J. S. E. Townsend


Sir John Sealy Edward Townsend was a British physicist who conducted various studies concerning the electrical conduction of gases and directly measured the electric charge of the electron. He served as the first Wykeham Professor of Physics at the University of Oxford from 1900 until 1941.

Education

John Sealy Edward Townsend was born on 7 June 1868 in Galway, Ireland, the son of Judith and Edward Townsend, Professor of Civil Engineering at Queen's College Galway. His parents were distant cousins.
In 1885, Townsend entered Trinity College Dublin, where he was elected a Scholar in 1888 and graduated with first place in Mathematics in 1890. He was then admitted to Trinity College, Cambridge, as a research student of J. J. Thomson in the Cavendish Laboratory.
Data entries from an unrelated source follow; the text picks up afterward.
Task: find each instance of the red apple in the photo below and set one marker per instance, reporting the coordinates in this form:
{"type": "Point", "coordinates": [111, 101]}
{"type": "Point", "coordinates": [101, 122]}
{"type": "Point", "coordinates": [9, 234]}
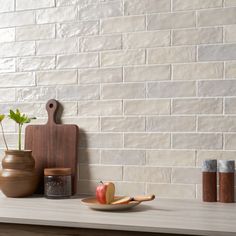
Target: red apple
{"type": "Point", "coordinates": [105, 193]}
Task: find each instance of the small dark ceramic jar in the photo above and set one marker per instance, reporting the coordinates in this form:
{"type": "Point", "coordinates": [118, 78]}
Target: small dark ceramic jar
{"type": "Point", "coordinates": [57, 183]}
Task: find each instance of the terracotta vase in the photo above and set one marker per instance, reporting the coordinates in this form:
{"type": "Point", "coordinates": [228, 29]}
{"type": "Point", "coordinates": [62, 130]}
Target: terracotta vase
{"type": "Point", "coordinates": [18, 177]}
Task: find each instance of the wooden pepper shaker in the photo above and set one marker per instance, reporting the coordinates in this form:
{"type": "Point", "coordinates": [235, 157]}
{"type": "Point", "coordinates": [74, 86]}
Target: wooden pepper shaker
{"type": "Point", "coordinates": [226, 181]}
{"type": "Point", "coordinates": [209, 181]}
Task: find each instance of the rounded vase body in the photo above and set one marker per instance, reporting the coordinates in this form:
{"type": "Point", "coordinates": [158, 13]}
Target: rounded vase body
{"type": "Point", "coordinates": [18, 177]}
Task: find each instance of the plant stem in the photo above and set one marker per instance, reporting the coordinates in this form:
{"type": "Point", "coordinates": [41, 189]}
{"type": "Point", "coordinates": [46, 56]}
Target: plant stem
{"type": "Point", "coordinates": [3, 135]}
{"type": "Point", "coordinates": [19, 138]}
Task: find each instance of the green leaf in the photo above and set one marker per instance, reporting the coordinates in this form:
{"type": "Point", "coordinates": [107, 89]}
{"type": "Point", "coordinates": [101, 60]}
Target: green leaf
{"type": "Point", "coordinates": [2, 117]}
{"type": "Point", "coordinates": [19, 118]}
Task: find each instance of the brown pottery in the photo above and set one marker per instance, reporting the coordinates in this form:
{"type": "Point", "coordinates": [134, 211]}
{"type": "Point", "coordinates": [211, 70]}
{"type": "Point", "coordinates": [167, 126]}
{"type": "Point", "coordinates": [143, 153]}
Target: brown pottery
{"type": "Point", "coordinates": [18, 177]}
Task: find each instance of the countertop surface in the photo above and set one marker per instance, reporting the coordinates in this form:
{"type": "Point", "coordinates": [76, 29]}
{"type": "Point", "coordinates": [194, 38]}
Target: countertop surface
{"type": "Point", "coordinates": [160, 215]}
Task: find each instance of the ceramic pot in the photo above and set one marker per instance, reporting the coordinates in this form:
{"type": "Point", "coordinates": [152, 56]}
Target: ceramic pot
{"type": "Point", "coordinates": [18, 177]}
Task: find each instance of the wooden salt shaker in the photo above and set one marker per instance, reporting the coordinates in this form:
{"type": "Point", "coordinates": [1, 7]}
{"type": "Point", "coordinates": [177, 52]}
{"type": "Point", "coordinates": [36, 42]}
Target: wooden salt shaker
{"type": "Point", "coordinates": [226, 181]}
{"type": "Point", "coordinates": [209, 181]}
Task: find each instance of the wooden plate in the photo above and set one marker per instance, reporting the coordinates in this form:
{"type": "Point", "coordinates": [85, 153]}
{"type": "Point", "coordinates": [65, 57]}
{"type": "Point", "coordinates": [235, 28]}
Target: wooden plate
{"type": "Point", "coordinates": [92, 203]}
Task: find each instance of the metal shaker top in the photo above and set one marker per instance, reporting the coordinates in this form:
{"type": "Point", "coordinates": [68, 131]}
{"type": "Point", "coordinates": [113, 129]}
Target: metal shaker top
{"type": "Point", "coordinates": [209, 165]}
{"type": "Point", "coordinates": [226, 166]}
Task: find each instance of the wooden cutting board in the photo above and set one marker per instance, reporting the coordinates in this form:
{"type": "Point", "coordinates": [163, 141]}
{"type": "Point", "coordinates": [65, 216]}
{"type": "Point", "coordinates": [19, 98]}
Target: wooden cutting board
{"type": "Point", "coordinates": [53, 145]}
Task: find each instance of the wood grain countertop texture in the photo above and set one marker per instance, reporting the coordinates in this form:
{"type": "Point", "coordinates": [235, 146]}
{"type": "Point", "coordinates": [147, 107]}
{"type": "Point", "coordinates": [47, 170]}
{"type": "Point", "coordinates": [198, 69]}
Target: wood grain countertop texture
{"type": "Point", "coordinates": [170, 216]}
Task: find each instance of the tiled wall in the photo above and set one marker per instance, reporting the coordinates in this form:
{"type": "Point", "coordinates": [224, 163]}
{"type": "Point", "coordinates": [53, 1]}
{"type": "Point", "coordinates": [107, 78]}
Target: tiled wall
{"type": "Point", "coordinates": [151, 83]}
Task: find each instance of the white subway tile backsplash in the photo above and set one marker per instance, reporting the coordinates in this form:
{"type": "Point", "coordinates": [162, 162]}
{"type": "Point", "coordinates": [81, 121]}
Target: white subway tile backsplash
{"type": "Point", "coordinates": [150, 83]}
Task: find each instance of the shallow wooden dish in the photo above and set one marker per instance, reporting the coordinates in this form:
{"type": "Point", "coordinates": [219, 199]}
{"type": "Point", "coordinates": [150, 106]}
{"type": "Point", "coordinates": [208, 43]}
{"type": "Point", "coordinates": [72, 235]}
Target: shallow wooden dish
{"type": "Point", "coordinates": [92, 203]}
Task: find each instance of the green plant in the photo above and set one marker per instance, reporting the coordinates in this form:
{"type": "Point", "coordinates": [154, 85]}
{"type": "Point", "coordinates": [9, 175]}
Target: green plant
{"type": "Point", "coordinates": [3, 134]}
{"type": "Point", "coordinates": [20, 119]}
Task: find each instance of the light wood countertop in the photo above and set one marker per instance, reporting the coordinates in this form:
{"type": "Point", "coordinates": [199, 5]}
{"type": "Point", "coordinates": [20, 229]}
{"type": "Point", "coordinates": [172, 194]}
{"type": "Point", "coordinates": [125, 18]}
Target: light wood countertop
{"type": "Point", "coordinates": [161, 215]}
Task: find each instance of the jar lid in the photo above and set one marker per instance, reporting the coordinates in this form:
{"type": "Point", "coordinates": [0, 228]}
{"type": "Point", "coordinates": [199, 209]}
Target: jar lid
{"type": "Point", "coordinates": [57, 171]}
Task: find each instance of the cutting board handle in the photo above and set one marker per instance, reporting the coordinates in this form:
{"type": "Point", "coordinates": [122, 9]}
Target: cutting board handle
{"type": "Point", "coordinates": [51, 107]}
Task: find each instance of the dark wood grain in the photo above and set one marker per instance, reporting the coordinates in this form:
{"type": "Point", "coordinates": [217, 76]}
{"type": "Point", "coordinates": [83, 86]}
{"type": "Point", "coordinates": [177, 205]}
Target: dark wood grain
{"type": "Point", "coordinates": [34, 230]}
{"type": "Point", "coordinates": [53, 144]}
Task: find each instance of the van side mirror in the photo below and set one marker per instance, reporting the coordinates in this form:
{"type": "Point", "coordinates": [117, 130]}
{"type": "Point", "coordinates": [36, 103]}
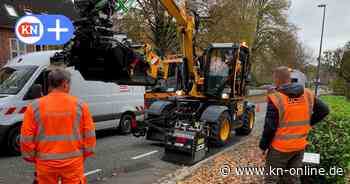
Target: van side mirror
{"type": "Point", "coordinates": [34, 92]}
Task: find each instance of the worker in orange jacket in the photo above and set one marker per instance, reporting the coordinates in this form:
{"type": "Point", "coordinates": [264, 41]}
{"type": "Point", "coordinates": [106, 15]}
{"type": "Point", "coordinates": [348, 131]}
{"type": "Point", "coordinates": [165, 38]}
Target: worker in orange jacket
{"type": "Point", "coordinates": [291, 111]}
{"type": "Point", "coordinates": [58, 133]}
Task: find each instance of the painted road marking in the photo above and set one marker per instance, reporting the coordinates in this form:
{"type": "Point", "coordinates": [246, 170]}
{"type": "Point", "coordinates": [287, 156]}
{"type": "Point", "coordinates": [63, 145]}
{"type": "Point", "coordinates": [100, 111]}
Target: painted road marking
{"type": "Point", "coordinates": [144, 155]}
{"type": "Point", "coordinates": [92, 172]}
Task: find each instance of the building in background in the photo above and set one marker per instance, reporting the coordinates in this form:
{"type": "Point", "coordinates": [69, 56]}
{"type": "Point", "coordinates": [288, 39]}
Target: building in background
{"type": "Point", "coordinates": [12, 10]}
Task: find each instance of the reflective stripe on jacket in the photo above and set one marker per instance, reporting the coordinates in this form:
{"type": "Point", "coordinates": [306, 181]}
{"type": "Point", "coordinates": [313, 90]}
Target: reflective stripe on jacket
{"type": "Point", "coordinates": [57, 127]}
{"type": "Point", "coordinates": [294, 121]}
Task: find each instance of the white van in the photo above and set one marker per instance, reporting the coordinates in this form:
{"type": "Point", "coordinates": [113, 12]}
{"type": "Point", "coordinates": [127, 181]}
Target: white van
{"type": "Point", "coordinates": [111, 105]}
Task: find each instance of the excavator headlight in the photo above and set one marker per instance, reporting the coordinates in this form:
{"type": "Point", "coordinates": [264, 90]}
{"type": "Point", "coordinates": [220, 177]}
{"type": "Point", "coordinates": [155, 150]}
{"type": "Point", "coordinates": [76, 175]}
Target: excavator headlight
{"type": "Point", "coordinates": [179, 93]}
{"type": "Point", "coordinates": [224, 96]}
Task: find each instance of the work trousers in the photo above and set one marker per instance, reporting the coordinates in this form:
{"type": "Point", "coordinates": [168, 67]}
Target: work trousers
{"type": "Point", "coordinates": [280, 166]}
{"type": "Point", "coordinates": [67, 175]}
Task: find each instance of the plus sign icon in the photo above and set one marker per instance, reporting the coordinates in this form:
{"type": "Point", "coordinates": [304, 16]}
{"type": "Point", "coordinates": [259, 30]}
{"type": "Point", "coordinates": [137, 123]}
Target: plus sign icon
{"type": "Point", "coordinates": [44, 29]}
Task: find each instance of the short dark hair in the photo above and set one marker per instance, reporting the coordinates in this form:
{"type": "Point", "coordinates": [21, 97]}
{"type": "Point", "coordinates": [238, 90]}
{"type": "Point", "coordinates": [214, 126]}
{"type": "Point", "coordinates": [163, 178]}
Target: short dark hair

There, he supplied important work to the electrical conductivity of gases, now known as the Townsend discharge.
This work determined the elementary charge with the droplet method; this method was improved later by Robert Millikan. He was made a Clerk Maxwell Scholar in 1898 and was elected a Fellow of Trinity College the following year. He obtained an M.A. in 1903.

Career in Oxford

In 1900, Townsend was appointed to the newly established Wykeham Professorship of Physics at the University of Oxford.
In 1901, Townsend discovered the ionisation of molecules by ion impact and the dependence of the mean free path on electrons of the energy.
During the First World War, Townsend researched wireless methods for the Royal Naval Air Service.
Townsend was a laboratory demonstrator when Brebis Bleaney was an undergraduate. Bleaney recounts an occasion when Townsend gathered together all the demonstrators and proceeded to refute both quantum mechanics and relativity.
Between the two world wars, Townsend led an effective small group of researchers, often Rhodes scholars, of whom some became distinguished physicists. However, by the 1930s, he had become less effective; he was seen as a boring lecturer, a dogmatic supervisor, and out of touch with the wider world of physics. As the 1930s went on, no German refugees sought refuge in his laboratory, while Professor Frederick Lindemann gained 8 refugee physicists, some of whom gave his department an international reputation in the world of low temperature physics. In the late 1930s, the university decided to build a new Clarendon Laboratory building and looked closely at the relations between Oxford's two physics laboratories. There was a suggestion to convert the Wykeham Chair into one for theoretical physics.
In 1941, Townsend's career came to an unhappy end; he had refused to support the war effort by teaching service-men, and the university appointed a visitorial board. This found him guilty of misconduct and advised him that he would be dismissed unless he agreed to resign. He was knighted in January and resigned in September, subject to confidentiality.

Personal life and death

On 5 June 1911 in Dublin, Townsend married Mary Georgiana Lambert, with whom he had two sons; Edward and John. The family lived at 20 Merton Street in Oxford.
Townsend died on 16 February 1957 in Oxford at the age of 88.

Commemorations

The Townsend Building of the Clarendon Laboratory at the University of Oxford is named after him, as well as the townsend unit.